I have a Markov chain with states $\{A,B,C,D,E\}$ and the following transition matrix $P$:
$$ \begin{bmatrix} 0 & 0 & 0 & 0 & 1 \\ 0 & 1 & 0 & 0 & 0 \\ 1 & 0 & 0 & 0 & 0 \\ 0 & 0 & 0 & 1 & 0 \\ 0.2404 & 0 & 0.7596 & 0 & 0 \end{bmatrix} $$
Which, as far as I can say, is aperiodic and reducible. Its communicating classes are $\{\{1,3,5\},2,4\}$, all of which are recurrent.

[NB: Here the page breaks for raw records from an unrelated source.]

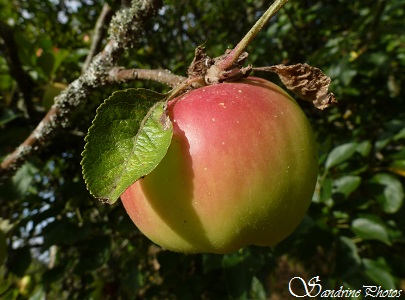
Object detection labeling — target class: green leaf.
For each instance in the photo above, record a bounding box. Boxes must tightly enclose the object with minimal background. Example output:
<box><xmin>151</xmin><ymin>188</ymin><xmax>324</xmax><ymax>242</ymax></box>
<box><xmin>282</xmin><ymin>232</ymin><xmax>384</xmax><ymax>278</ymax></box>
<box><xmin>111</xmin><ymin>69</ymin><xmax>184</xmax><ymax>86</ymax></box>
<box><xmin>363</xmin><ymin>258</ymin><xmax>396</xmax><ymax>290</ymax></box>
<box><xmin>352</xmin><ymin>217</ymin><xmax>391</xmax><ymax>245</ymax></box>
<box><xmin>82</xmin><ymin>89</ymin><xmax>173</xmax><ymax>204</ymax></box>
<box><xmin>333</xmin><ymin>175</ymin><xmax>361</xmax><ymax>198</ymax></box>
<box><xmin>370</xmin><ymin>173</ymin><xmax>404</xmax><ymax>214</ymax></box>
<box><xmin>325</xmin><ymin>142</ymin><xmax>358</xmax><ymax>169</ymax></box>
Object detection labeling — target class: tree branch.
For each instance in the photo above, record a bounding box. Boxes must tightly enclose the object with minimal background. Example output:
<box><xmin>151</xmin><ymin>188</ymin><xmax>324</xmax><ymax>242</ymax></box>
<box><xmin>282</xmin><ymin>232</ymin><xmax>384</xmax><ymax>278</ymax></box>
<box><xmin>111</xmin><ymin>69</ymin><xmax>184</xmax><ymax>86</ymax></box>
<box><xmin>82</xmin><ymin>3</ymin><xmax>113</xmax><ymax>73</ymax></box>
<box><xmin>108</xmin><ymin>67</ymin><xmax>186</xmax><ymax>87</ymax></box>
<box><xmin>0</xmin><ymin>0</ymin><xmax>163</xmax><ymax>183</ymax></box>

The following pseudo-code represents the approach I'm using in order to compute the fundamental matrix of a given chain:
function get_fundamental_matrix(chain)
{
if (chain.is_irreducible)
{
// the transition matrix is converted into its canonical form
// with all the transient states coming first
p = chain.to_canonical_form().p
// only one stationary distribution row vector should exist,
// so it's converted into a squared matrix by tiling it
// vertically for states_count times
a = repeat(chain.stationary_distributions[0], chain.states_count)
// the fundamental matrix is computed using the Kemeny and Snell
// approach; sometimes Z contains negative values but as far as
// I can say this is correct and rows always sum to 1
i = eye(chain.size)
result = inv(i - p + a) // Z
}
else
{
// the standard approach is used otherwise; q is a squared matrix
// containing all the transient states probabilities
q = chain.p[transient_indices,transient_indices]

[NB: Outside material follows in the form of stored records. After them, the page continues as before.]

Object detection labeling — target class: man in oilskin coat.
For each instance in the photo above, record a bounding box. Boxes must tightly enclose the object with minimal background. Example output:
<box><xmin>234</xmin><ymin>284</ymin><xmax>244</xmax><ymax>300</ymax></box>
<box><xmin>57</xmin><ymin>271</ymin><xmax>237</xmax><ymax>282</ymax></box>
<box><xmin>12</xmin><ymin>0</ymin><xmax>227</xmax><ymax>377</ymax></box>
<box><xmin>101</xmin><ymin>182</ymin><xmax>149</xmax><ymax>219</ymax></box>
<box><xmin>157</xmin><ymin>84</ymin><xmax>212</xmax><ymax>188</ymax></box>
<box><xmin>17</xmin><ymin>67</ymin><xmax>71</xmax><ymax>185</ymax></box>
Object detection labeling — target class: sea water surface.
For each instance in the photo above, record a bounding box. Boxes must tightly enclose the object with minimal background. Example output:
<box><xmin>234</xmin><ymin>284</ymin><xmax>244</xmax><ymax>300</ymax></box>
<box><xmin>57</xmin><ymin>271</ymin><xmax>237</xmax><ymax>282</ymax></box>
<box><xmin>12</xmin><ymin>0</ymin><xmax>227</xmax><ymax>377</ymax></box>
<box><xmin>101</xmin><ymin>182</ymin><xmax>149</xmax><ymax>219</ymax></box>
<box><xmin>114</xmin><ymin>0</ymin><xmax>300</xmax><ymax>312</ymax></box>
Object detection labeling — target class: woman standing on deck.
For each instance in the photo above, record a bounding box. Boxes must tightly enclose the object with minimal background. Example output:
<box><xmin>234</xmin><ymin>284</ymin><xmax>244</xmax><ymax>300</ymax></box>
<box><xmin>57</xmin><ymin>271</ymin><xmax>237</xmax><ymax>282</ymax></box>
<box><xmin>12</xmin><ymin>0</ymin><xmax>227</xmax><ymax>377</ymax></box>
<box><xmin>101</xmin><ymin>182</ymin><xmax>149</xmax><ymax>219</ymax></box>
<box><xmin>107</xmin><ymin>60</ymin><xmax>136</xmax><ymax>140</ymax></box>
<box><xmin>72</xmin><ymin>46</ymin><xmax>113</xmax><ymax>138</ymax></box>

i = np.eye(len(transient_indices))
result = npl.inv(i - q) // N
}
return result
}
I run this function with a lot of test cases and it always managed to produce a coherent result. But with this matrix it's failing because:
- the matrix it's not irreducible, so the if statements goes into the else case;
- the matrix contains no transient states, hence $Q$ is empty and $N$ is returned as an empty matrix.
Can someone explain me how I should proceed in order to obtain the fundamental matrix? Maybe it's simply not possible?